One Downtown Boise businessman says the economic downturn is forcing him to move closer to his customers.
Restaurateur Gino Vuolo said he is moving Gino's Grill from 150 N. 8th St. to the Bridge Tower Business Complex near McMillan and Linder roads in Meridian.
That will bring the restaurant nearer to customers who no longer drive Downtown to eat because of rising gas prices, he said. He plans to keep his Gino's Italian Ristorante at the same Downtown location in the same building as the grill.
"I have a lot of customers out there," Vuolo said. "And they're telling me they don't come Downtown as much anymore."
Vuolo said Downtown's consumer traffic will probably get worse starting Aug. 1 when Capital City Development Corp. boosts the parking fees at its local parking garages from $1.50 to $2.50 an hour. The first hour will still be free.

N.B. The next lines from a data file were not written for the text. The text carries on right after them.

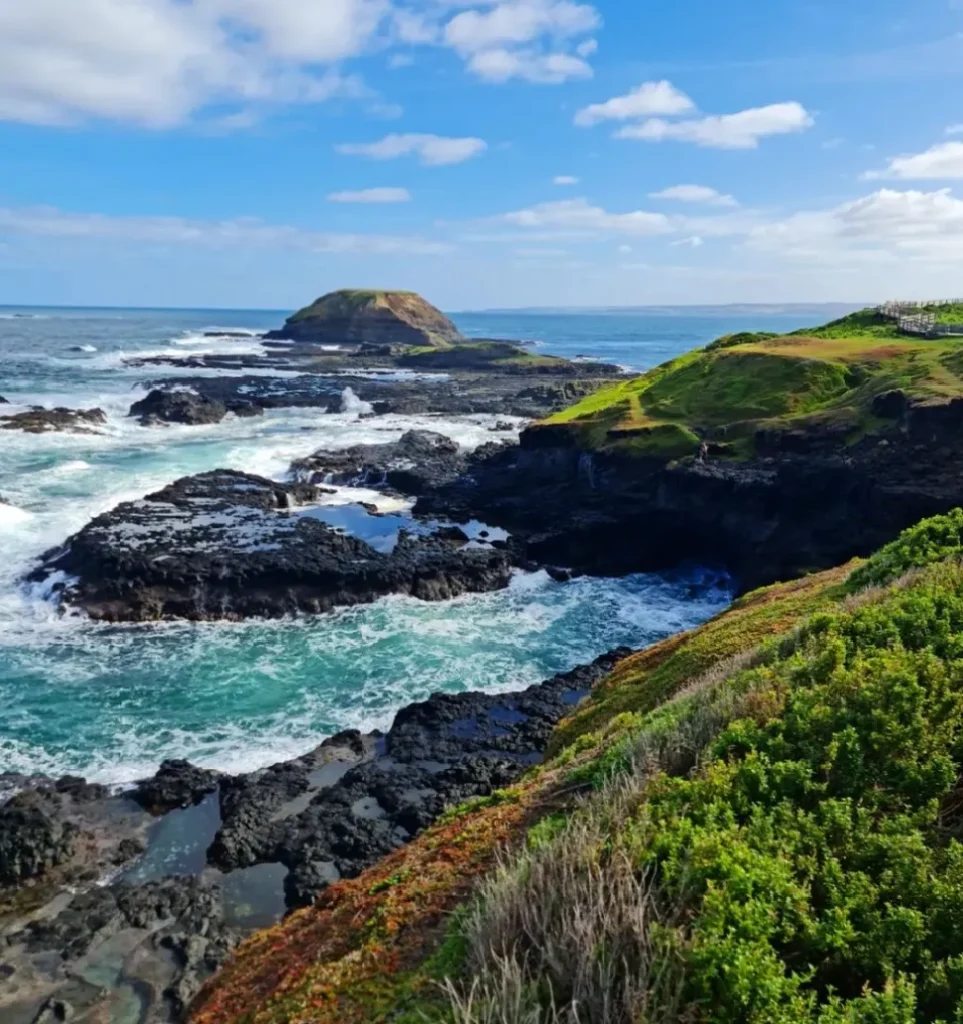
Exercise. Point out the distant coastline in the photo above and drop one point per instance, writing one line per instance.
(709, 309)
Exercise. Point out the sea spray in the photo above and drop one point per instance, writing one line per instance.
(351, 403)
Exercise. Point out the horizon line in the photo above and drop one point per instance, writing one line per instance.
(482, 309)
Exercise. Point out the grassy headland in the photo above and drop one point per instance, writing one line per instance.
(757, 821)
(827, 376)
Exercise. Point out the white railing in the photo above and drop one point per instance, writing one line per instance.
(911, 318)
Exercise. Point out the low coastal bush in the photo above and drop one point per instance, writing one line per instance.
(756, 822)
(931, 541)
(809, 867)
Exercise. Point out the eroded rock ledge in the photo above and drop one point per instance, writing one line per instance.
(38, 420)
(231, 545)
(226, 854)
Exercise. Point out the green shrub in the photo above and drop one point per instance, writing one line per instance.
(931, 541)
(817, 853)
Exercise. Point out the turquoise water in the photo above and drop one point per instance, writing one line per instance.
(111, 701)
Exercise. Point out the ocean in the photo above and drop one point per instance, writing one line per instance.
(112, 701)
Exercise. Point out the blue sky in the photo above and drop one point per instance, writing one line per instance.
(257, 153)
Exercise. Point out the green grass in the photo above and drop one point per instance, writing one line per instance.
(344, 302)
(782, 843)
(756, 822)
(809, 380)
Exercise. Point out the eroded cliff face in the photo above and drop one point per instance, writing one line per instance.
(804, 502)
(370, 317)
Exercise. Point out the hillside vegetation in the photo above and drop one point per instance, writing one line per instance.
(366, 315)
(740, 384)
(756, 822)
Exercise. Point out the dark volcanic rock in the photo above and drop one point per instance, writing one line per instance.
(228, 545)
(421, 459)
(162, 941)
(38, 420)
(437, 753)
(177, 783)
(32, 840)
(809, 500)
(177, 407)
(321, 817)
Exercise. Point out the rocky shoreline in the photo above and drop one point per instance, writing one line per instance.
(807, 500)
(119, 906)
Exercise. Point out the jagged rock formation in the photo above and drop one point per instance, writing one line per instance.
(370, 317)
(229, 545)
(38, 420)
(187, 408)
(419, 460)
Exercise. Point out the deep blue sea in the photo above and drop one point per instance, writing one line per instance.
(111, 701)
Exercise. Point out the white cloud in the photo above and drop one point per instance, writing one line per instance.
(541, 253)
(157, 62)
(164, 62)
(725, 131)
(649, 99)
(432, 151)
(532, 40)
(547, 69)
(372, 196)
(580, 215)
(387, 112)
(884, 226)
(235, 233)
(695, 194)
(943, 162)
(517, 23)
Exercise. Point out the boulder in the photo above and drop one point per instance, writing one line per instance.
(32, 840)
(38, 420)
(419, 460)
(177, 783)
(177, 407)
(229, 545)
(370, 317)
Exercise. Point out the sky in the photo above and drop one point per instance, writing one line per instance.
(485, 153)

CCDC Parking and Facilities Director Max Clark said the increase was necessary to cover the cost of major maintenance.
Idaho's jobless rate rose for the fourth consecutive month in June, jumping two-tenths of a percentage point to 3.8 percent. That was the state's highest unemployment level since January 2007, when the rate stood at 4 percent.
The Idaho Department of Labor said there were 11,200 fewer Idahoans working in June than in the same month a year ago. More than 4,000 jobs were lost in the last month.
Most - 9,100 - of the jobs lost in the past year were in the five-county Treasure Valley area, which saw its month-over-month unemployment rate rise four-tenths of a percentage to 4.3 percent.
"That's where most of the jobs are, because that's where most of the people are," said Labor Department spokesman Bob Fick
Economist John Church said the decline was "not a good sign" for Idaho, which historically enjoys its highest employment levels during the summer.
"Construction, hospitality, agriculture, they're all usually up and running," Church said.
Businesses, especially smaller ones, continued to struggle with higher fuel costs and shaky consumer confidence in June. Employers reported 17,500 new hires last month, the lowest total for June in more than a decade.
"Higher fuel prices are squeezing budgets," said Suzanne Schaefer, head of the Idaho chapter of the National Federation of Independent Businesses. "It's costing them (small businesses) more to operate. And with fuel costs up 40 percent, maybe they don't hire that person they need."
Nationwide, the U.S. unemployment rate held steady at 5.5 percent, despite a loss of 62,500 jobs in June.
Analysts said that meant May's unusual half-point leap in the jobless rate wasn't an aberration as first thought.
"We had thought that the rate had temporarily overshot in May based on problems seasonally adjusting the summer inflow of students into the work force," Nigel Gault, the chief U.S. economist for forecaster Global Insight in Lexington, Mass., said in a research note to investors. "But the unemployment rate for young workers was little changed this month, suggesting that they are simply facing a much weaker labor market than in previous years."